Personally, I do not want to change that kind of relationship which I had with my family in the past. I would like us to maintain this close relationship we have right now. For me, this is how families are supposed to be. Families are supposed to spend most of the time together so they can be updated with the events happening to one another. In this sense, they will always be available to succor when one among the family members is having some dilemma. In addition to that, the intimacy between them will not be lost; and instead, will only be kindled.
That feeling of intimacy will make them more comfortable and more expressive with one another. The ritual that I would like to apply to my family is a unique Islamic tradition called Eid al-Fitr. Eid al-Fitr is being done some time after Ramadan. It is basically a tradition celebrating the success of the recently done Ramadan which is a whole month of blessings and joy. Moreover, Eid al-Fitr is also the extension of these blessings and joy to those who happen to be less fortunate. Every Muslim family must offer some donation of any kind to those who are in need. They do this so the needy can participate in the celebration as well.

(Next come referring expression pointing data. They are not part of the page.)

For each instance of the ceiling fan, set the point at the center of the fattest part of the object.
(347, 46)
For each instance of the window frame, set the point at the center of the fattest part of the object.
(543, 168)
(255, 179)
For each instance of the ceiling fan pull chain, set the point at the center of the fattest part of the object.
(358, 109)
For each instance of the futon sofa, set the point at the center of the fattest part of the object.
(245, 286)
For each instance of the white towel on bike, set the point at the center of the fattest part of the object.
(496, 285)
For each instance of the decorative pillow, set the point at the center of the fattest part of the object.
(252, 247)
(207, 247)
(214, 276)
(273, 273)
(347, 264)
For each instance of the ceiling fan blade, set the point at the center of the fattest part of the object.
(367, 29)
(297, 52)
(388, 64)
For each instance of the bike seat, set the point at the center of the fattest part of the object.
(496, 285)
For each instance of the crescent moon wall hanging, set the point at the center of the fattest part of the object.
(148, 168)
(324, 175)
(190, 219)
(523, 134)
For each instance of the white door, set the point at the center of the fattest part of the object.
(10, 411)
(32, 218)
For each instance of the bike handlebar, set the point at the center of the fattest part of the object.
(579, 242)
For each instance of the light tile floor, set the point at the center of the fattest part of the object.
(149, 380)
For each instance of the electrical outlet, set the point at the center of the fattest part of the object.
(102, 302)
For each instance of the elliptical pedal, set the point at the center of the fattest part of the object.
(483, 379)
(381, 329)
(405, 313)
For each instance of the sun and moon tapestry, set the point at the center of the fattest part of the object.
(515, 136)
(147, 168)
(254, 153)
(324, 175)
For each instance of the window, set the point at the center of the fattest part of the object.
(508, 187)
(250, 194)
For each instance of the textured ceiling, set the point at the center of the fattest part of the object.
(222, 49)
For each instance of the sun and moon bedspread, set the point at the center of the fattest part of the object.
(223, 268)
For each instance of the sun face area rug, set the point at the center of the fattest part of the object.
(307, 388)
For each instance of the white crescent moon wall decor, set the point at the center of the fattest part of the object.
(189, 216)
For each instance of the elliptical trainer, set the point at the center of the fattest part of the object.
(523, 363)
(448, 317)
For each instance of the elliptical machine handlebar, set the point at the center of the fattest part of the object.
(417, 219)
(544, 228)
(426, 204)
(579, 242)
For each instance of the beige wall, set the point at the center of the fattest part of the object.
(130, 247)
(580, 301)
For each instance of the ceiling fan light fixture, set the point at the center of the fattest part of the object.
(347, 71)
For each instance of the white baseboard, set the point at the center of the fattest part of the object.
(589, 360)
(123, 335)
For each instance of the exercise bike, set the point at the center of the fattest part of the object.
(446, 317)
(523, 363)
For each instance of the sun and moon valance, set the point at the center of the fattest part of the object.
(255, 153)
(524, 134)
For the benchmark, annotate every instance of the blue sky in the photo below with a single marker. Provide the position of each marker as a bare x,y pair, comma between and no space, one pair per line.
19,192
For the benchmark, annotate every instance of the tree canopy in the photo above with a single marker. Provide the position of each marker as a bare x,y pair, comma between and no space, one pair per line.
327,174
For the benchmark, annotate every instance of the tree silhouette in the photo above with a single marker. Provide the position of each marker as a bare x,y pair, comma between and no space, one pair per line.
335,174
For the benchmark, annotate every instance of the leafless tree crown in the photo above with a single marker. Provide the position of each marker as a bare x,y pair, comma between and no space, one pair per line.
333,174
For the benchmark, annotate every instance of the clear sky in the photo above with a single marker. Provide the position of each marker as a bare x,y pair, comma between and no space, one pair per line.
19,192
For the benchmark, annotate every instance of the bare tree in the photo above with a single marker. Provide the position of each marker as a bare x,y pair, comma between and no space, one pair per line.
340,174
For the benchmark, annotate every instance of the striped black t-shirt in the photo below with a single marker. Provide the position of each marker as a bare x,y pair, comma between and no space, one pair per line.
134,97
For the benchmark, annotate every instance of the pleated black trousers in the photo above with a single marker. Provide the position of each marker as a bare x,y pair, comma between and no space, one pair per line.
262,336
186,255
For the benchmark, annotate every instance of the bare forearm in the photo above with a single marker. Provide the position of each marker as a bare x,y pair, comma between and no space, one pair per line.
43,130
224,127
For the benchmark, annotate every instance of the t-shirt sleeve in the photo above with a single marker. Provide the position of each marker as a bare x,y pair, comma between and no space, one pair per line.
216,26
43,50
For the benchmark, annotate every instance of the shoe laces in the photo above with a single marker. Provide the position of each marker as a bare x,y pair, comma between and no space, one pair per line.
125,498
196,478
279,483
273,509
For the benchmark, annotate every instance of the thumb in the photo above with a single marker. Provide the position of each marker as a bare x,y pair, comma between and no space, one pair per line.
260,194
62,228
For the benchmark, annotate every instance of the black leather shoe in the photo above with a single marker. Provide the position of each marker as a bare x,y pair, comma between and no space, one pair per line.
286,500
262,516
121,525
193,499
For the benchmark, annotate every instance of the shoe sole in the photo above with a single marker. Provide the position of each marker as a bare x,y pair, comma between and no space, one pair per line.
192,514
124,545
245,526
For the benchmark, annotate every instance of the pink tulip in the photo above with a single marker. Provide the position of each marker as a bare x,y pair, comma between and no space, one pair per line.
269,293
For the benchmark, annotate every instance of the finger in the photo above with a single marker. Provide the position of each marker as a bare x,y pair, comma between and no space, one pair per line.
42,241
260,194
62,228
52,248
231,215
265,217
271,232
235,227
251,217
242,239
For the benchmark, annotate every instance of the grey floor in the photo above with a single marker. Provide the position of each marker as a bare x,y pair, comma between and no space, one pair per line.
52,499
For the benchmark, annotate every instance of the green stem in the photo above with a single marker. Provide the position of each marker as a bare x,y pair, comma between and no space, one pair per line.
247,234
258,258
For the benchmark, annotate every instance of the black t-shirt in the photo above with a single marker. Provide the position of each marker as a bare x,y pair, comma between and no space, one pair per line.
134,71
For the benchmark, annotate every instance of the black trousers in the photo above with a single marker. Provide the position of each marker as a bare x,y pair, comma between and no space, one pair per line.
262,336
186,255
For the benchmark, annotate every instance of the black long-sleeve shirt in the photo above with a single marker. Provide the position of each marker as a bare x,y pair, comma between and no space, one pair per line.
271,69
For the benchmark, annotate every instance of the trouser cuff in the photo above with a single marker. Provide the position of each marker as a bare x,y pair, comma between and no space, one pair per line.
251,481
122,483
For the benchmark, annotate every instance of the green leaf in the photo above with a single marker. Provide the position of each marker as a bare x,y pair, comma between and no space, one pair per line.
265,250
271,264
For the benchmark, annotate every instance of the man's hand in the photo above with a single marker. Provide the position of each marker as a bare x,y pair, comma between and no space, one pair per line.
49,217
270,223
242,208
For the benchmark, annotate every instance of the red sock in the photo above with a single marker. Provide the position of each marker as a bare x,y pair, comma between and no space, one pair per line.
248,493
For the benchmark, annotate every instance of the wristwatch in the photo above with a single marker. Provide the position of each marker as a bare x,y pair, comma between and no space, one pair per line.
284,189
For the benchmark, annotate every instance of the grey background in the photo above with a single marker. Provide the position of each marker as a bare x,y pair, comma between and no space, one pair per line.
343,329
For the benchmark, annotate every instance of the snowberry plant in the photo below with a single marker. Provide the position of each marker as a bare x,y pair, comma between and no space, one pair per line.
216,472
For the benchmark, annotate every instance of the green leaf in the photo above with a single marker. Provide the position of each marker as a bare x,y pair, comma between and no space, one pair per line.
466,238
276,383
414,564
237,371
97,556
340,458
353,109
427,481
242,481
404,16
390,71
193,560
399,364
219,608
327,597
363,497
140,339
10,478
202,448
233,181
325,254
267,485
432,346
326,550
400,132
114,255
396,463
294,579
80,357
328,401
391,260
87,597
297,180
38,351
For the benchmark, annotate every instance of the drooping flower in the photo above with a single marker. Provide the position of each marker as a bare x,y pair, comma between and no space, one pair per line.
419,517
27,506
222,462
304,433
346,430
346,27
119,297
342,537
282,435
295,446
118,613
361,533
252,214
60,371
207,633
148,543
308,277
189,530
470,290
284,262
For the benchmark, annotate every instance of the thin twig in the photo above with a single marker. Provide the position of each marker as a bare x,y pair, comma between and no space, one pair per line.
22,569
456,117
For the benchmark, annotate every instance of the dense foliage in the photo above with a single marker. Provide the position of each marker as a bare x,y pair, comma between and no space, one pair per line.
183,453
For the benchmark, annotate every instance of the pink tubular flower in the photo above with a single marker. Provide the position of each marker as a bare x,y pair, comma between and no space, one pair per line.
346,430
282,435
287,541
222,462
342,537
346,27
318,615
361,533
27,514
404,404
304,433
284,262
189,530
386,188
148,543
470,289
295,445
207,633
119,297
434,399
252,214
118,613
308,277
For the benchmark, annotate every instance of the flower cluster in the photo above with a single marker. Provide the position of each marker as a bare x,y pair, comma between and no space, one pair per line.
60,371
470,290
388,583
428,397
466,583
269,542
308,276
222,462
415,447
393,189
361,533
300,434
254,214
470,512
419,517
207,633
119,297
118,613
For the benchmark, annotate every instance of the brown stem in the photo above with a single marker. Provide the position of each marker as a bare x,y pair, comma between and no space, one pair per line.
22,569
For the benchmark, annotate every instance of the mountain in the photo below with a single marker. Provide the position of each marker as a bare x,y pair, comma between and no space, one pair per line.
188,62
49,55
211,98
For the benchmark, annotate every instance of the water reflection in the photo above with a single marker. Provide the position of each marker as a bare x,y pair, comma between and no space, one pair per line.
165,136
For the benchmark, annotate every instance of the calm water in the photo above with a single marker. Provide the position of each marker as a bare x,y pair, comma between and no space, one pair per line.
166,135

This is done before the end of the Eid so all the people can be prepared for the jubilation. When the day of the Eid comes, all of the participants will gather outdoors – in mosques – to perform a prayer that is especially for the Eid. Afterwards, the participants will begin to disperse and mingle with one another. They will meet up with their families, friends and other acquaintances to give presents and express their cordial greetings. If they have relatives who are not present and cannot go to the event, they can call them on the hoping and likewise extend their wishes.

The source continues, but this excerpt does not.